“The Girl With the Dragon Tattoo” opens with a howling-banshee cover of “The Immigrant Song” by Karen O and Trent Reznor, amping up the Led Zeppelin classic to new heights of energy and angst. That remix is the ideal emblem for David Fincher’s wintry, brutal remake of the 2009 Swedish cult sensation. Fincher pushes the tale of serial killing to the blackest depths of noir depravity.
The late Steig Larsson’s bestseller is an epic whodunit whose heroine is only slightly less insane than the chief villain. In Lisbeth Salander, Larsson created one of the most indelible sleuths in popular literature, a goth street punk, Einstein-level computer hacker, and psychologically scarred survivor of child abuse.
He plugged her into a routine police procedural tale and fried every circuit in the story as Lisbeth’s dark energy overwhelmed the standard detective-yarn template. Fans of the book may not recall every wrinkle of the plot, but they can never forget the ferocious, emotionally frozen heroine.
Fincher raised eyebrows when he cast American actress Rooney Mara in the lead. Her biggest previous credit was playing Jesse Eisenberg’s girlfriend in “The Social Network,” and imagining her as a vengeful Valkyrie was quite a stretch. But his decision was nothing less than a coup. Mara dominates every scene, delivering the kind of white-phosphorous performance that Heath Ledger brought to the Joker.
Fincher has delved into dark-hearted subjects before: sociopathy (“Seven”), sadomasochism (“Fight Club”), child endangerment (“Panic Room”) and obsession (“Zodiac”). “Girl” allows him to tie up all his interests in one pervy package.
As Lisbeth and disgraced journalist Mikael Blomkvist research the 40-year-old disappearance of an industrialist’s grand-niece, we realize that Swedish decorum is as thin as the veneer on an Ikea bookcase. The renowned social-welfare system breeds monsters, declaring Lisbeth incompetent to handle her own affairs and assigning her to a guardian who’s also a sexual predator.

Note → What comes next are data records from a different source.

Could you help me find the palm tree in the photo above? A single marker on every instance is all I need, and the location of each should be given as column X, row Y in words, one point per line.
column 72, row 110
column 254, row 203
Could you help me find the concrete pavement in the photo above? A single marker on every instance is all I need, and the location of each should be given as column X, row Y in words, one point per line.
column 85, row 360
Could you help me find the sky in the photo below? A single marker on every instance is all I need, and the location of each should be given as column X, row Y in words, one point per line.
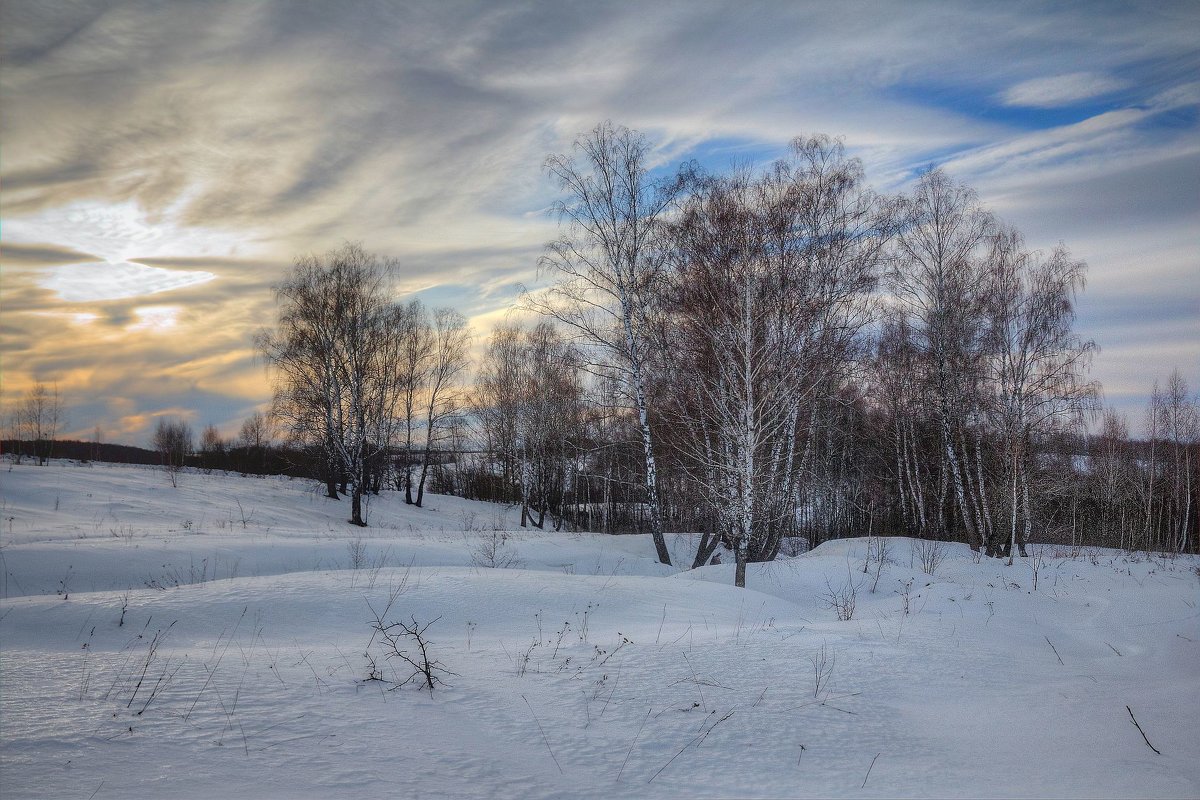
column 162, row 163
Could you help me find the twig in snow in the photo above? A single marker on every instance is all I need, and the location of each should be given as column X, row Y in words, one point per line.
column 696, row 740
column 1055, row 650
column 544, row 738
column 630, row 751
column 1140, row 731
column 869, row 771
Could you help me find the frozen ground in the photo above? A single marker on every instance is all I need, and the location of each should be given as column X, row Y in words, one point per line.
column 209, row 641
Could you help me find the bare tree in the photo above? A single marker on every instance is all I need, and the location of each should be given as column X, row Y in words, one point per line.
column 35, row 422
column 213, row 447
column 443, row 392
column 334, row 358
column 937, row 284
column 528, row 400
column 173, row 441
column 769, row 289
column 413, row 366
column 607, row 263
column 1037, row 365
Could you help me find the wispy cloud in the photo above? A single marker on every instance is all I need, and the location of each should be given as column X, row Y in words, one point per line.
column 1061, row 90
column 225, row 138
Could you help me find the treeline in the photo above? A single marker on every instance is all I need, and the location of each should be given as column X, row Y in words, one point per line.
column 757, row 355
column 753, row 355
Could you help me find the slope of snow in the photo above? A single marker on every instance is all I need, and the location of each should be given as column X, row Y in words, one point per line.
column 154, row 644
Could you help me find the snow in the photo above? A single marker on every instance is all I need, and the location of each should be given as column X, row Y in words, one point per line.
column 665, row 683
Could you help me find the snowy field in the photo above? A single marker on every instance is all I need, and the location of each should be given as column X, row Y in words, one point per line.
column 209, row 641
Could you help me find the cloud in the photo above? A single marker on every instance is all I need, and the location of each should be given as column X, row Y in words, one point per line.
column 103, row 281
column 1061, row 90
column 226, row 138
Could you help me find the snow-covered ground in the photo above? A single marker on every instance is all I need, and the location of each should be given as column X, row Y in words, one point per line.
column 208, row 641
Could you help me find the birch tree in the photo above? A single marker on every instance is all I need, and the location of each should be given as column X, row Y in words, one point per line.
column 937, row 281
column 334, row 360
column 607, row 263
column 768, row 293
column 1037, row 364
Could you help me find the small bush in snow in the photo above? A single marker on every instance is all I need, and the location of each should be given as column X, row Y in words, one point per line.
column 495, row 552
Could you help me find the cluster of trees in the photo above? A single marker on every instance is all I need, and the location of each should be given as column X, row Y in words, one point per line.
column 34, row 423
column 359, row 377
column 762, row 355
column 754, row 355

The court system exists to whitewash the influential, and history itself has been rewritten to expunge unpleasant memories of Swedish Nazi sympathizers during World War II. Getting to the bottom of the corruption here is like peeling an onion. It never ends.
The process of fact-finding and deduction is thrillingly visualized.
Salander and Blomkvist create a matrix of historical photographs from the time of the girl’s disappearance in the 1960s. As the visual jigsaw begins to yield important clues, we’re right there at their shoulders, urging them on. Over the rocky course of their partnership, Salander and Blomkvist begin to warm to one another, an unlikely thaw that gives the story a new twist of emotional tension. “Who’s the killer?” and “Will they or won’t they?” become equally compelling questions.
Daniel Craig is utterly persuasive as Blomkvist, a clever man but no action hero. His flinching shock when he stumbles across a grisly sight is so quick and unexpected that we jump in our chairs even before we’re shown what he has seen. His attraction to the uncanny Lisbeth, who mounts him repeatedly and graphically, is believable, and so is his hesitation at becoming deeply involved with an emotionally volatile 23-year-old genius who can hack into all his computers.
As usual in a Fincher production, every frame is composed with care befitting a Faberge egg. He uses space thrillingly, making an open-plan modern house with glass walls into a foreboding maze, and turning pleasant Swedish streets into floodgates of menace. The last scene, nearly wordless, is one of the great heartbreakers of modern film.
With this film, Fincher has made his first love story. It’s a killer.